Even more excoriated the young man for turning down the $40K offer—and the family for letting him live at home while turning down such offers. The most vicious remarks seemed to come from older (Generation X and Boomer) readers, who often cited their own tough, low-salary beginnings. Apparently, they disapprove of this generation’s tendency to hold fast to long-term plans and dreams. Be realistic, they insist. Eat humble pie. It will be good for you (to repeat what older Chinese now tell the rising “Little Emperor” generation) to “taste bitterness.”

Howe is perplexed by this reaction, citing (persuasively, I think) several mitigating factors, statistics and situational realities that make the Millennial's decisions more understandable. It's a good read, and it parallels the perspective of many Millennials in the job market today, wanting to succeed, but not willing to settle for second best.

Howe concludes his post by asking his readers:

Why do the sober-minded, future-oriented career choices of today’s Millennials make so many Boomers and Xers jump up and down in agitated condemnation?

And he gets his own slew of snarky comments from Xers, including this one:

I wonder if Mr. Howe would spewing out the same supportive verbage if it was, say, the late 1980s or early 90s when most early-20 Gen Xers were emerging into the job market, donned with glorious degrees. There was a recession going on then, too, and many of us had to go back home to live until we found a job. But, if I recall, Gen X was looked down upon for not being able to land stellar jobs with fabulous degrees and stuck living at home. As such, I wonder if this clearly Boomer parent would've been quite so supportive of a Gen Xer turning down a $40K a year job while living at home, hmmm? I think we know the answer to that one.

Okay. So why am I going into so much detail on this? Because as I said in my recent Only Xers Care About Work/Life Balance post, I sense an undercurrent of jealousy in a lot of Xer talk about Millennials. After all, we had to pay our dues when we were 20-something, taking any job we could find and clawing our way into leadership positions by compromising our values and learning to play by the rules set by the generation that preceded us. Why should Millennials be spared that difficulty and humiliation? Why should they be able to set their own rules and write their own tickets?

Here's a quick story.

I went to the University of Wisconsin in the late 1980s. Back then, in order to register for your classes at the start of each year, you had to hike all the way out to the Stock Pavilion on the western edge of the campus (the Stock Pavilion where livestock were once housed, shown and judged), stand in line like cattle to get your registation forms, and then march all over campus to the different buildings to get your forms signed by the appropriate departmental paper pushers. Need to take that Physics 201 class? Better get yourself over to the Physics building before all the sections with the good teaching assistants are taken. And what about that foriegn language requirement? Do you know where you need to go for that? Is that in the Humanities building?

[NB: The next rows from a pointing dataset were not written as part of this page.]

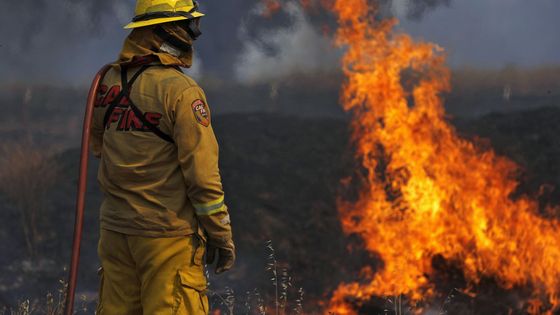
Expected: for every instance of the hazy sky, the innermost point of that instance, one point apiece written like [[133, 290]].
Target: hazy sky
[[66, 41]]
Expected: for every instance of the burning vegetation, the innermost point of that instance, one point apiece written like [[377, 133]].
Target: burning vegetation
[[426, 192]]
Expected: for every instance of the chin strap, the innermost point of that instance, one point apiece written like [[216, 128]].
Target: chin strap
[[171, 40]]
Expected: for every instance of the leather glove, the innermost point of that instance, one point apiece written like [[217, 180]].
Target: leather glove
[[226, 255]]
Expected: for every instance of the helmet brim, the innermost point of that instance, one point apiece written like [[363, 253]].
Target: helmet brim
[[161, 21]]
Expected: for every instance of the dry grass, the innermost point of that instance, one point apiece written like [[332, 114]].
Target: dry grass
[[27, 174]]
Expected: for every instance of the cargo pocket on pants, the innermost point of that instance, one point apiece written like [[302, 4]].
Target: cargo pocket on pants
[[99, 308], [190, 293]]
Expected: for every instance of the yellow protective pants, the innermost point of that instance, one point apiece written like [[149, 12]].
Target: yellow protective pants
[[151, 276]]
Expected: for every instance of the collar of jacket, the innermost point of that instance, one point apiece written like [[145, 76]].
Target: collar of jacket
[[142, 44]]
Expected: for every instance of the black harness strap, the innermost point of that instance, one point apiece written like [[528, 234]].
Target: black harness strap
[[124, 92], [127, 87]]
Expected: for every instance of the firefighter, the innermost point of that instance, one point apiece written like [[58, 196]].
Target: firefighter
[[164, 204]]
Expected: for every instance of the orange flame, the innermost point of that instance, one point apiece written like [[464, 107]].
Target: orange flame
[[427, 191]]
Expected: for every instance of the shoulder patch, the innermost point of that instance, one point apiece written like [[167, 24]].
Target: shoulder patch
[[201, 112]]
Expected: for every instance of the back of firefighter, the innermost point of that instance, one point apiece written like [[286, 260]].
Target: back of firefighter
[[164, 204]]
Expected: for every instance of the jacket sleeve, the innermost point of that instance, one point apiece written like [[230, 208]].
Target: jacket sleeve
[[198, 156]]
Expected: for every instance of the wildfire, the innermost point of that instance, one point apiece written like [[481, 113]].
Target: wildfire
[[427, 192]]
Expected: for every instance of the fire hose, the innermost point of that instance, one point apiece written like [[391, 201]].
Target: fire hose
[[81, 197]]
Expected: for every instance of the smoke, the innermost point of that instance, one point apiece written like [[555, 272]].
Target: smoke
[[41, 39], [412, 9], [278, 54], [417, 9]]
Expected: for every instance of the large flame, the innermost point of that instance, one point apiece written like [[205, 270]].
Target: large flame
[[428, 192]]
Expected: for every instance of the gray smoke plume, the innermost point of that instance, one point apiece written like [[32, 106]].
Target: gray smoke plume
[[417, 9]]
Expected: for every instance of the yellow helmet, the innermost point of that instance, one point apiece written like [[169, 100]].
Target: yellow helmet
[[152, 12]]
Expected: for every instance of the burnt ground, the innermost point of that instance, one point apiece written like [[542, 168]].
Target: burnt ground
[[282, 177]]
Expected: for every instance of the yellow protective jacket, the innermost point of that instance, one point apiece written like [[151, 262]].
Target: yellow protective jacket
[[152, 187]]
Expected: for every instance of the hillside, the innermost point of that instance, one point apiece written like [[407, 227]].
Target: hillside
[[282, 178]]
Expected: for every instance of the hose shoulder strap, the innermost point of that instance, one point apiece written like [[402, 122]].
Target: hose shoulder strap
[[126, 88]]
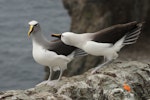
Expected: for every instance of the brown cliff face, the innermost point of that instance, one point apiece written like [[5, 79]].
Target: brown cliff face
[[93, 15]]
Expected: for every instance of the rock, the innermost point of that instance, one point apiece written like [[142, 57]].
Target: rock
[[94, 15], [106, 84]]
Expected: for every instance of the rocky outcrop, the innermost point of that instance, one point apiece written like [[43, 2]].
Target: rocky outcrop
[[94, 15], [106, 84]]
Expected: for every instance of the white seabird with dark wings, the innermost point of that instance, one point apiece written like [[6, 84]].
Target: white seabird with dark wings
[[106, 42], [54, 54]]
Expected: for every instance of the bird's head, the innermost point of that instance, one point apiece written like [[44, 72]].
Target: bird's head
[[66, 37], [34, 27]]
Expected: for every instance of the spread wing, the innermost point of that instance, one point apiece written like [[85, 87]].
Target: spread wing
[[114, 33]]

In my senior year they introduced a new telephone registration system where students could do all of that by pushing buttons on their dorm room phones rather than hoofing it all over town--and many of the seniors I knew were angry (and jealous) that the new freshmen coming in wouldn't have to suffer the same difficulties and indignities we had all suffered for years. Why shouldn't they have to pay their dues? We did! These young kids--they've got it too easy and expect everything to be handed to them on a silver platter.

It's the same thing today. When young people have access to better opportunities than we did, why do we berate them for having the simple sense to take advantage of them? Do we expect them to adopt the same herd mentality we did?

Photo source

6 comments:

Joe Rominiecki said...

I couldn't begin to answer why people behave like that (jealousy veiled as earned wisdom), but I think you're right to point out that this dynamic is something rooted in years and years of growth and collective experience in each generation.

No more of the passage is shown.